With hoteliers acting pricey, private owners of forts, fortresses, castles and havelis, too, have gone out in search of investors. “But many such properties are under litigation from the various claimants,” says Raghuveer Singh Solanki of real estate firm Proud India Heritage. Often deals fall through if even one of the many owners objects. A mutually acceptable deal is also not easy. “When the owner himself converts the property into a heritage hotel, it is more viable,” says Randhir Vikram Singh, owner of Hotel Castle Mandawa in Rajasthan’s Shekhawati area. “We started with six rooms in 1980. Now we have 82 rooms and a staff of 120.” Singh is also the general secretary of Heritage Hotels Association and a ninth-generation descendant of the family that built the castle. Maintenance is high and never-ending. “In some places the walls are 10 ft thick. Stopping seepage alone can cost a fortune,” he adds.
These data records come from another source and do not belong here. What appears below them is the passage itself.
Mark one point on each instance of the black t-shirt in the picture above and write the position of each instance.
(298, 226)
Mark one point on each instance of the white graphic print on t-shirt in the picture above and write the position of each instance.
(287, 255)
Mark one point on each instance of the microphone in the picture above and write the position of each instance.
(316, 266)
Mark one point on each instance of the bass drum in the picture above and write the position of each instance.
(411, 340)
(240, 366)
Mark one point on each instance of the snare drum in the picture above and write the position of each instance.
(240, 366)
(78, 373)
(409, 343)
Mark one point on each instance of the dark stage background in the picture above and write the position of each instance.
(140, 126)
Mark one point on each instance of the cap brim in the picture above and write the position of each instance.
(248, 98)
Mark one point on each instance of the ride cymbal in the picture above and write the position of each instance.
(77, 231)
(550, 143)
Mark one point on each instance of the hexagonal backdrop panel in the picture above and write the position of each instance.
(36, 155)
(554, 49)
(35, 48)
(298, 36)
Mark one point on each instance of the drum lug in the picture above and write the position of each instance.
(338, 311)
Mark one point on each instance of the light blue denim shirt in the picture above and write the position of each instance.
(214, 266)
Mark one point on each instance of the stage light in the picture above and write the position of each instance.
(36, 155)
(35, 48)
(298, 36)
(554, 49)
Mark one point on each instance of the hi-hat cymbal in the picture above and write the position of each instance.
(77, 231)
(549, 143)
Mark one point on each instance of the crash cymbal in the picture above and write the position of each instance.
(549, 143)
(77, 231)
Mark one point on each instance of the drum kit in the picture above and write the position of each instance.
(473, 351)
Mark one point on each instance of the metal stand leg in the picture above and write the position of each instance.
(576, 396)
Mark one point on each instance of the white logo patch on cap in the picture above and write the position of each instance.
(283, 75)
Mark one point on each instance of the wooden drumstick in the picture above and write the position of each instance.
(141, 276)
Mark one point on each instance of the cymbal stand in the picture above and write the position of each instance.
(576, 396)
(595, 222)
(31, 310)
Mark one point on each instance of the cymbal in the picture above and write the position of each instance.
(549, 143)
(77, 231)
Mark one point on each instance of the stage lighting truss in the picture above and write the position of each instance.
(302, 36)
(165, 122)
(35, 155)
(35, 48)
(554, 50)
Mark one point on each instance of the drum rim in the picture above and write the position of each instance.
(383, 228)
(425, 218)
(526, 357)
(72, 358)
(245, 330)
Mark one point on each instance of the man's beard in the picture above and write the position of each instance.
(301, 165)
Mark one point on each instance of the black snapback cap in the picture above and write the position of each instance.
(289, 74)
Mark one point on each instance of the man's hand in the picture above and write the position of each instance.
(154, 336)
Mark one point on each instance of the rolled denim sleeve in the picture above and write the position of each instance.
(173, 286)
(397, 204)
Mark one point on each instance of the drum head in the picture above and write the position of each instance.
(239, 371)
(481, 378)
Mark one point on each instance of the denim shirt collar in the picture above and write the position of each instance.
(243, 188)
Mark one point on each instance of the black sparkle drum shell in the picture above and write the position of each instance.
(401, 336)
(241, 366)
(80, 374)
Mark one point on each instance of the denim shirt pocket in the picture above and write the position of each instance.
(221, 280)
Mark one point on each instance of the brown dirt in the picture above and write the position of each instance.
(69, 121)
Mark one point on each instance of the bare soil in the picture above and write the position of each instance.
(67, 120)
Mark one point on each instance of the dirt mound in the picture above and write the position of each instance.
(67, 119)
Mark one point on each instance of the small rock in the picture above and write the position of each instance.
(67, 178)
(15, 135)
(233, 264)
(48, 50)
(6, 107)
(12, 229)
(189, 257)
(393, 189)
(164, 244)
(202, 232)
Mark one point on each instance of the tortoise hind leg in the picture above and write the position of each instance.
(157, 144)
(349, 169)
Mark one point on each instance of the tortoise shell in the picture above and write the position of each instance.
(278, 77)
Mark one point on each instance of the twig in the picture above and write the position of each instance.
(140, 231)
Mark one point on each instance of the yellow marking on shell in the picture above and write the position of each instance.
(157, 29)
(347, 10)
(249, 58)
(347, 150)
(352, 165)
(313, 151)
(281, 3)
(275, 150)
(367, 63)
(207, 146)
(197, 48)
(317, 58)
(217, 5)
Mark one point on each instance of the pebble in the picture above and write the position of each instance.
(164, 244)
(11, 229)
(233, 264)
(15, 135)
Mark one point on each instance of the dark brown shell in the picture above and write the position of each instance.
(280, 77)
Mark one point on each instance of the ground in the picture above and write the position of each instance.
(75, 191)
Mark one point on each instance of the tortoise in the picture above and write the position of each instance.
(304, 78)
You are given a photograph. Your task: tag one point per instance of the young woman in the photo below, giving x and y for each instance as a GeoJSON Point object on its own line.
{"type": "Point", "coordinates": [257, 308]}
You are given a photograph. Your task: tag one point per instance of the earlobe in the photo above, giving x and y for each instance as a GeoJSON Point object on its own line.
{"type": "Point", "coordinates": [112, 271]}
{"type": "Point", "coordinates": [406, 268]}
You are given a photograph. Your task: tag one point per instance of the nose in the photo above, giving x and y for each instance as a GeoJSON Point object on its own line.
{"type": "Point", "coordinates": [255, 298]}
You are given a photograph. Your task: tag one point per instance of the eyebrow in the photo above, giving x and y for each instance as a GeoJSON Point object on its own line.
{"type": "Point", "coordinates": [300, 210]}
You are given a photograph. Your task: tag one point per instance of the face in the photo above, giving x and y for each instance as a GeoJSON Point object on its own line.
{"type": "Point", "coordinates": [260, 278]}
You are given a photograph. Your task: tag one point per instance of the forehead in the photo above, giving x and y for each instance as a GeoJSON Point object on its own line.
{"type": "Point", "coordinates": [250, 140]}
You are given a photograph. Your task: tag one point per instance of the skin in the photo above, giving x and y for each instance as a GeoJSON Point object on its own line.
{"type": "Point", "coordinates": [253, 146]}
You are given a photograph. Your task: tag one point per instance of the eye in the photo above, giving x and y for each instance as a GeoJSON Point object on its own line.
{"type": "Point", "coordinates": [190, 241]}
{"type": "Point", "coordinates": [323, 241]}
Unlike a modern hotel, where 60 per cent of the revenue is from room rent and the rest from food, “in a heritage hotel like mine, most of the revenue comes from room rent [Rs 5,000-8,300],” says of Kuchesar Mud Fort. For Nalagarh Fort, it’s 50:50. “We grow vegetables on over 40 acres. Banquets and conferences are often held at the fort, which is close to Chandigarh and on the Delhi-Manali route,” says owner Vijayendra Singh. Room occupancy throughout the year is 50 per cent. “We break even at 20 per cent,” he claims. The loan he took to convert the fort into a heritage hotel was settled in about seven years and now it’s a debt-free run for him.

But then, Kuchesar Mud Fort, and Castle Mandawa have always been inhabited, unlike the many forts scattered across Rajasthan waiting for someone to restore them to their lost glory.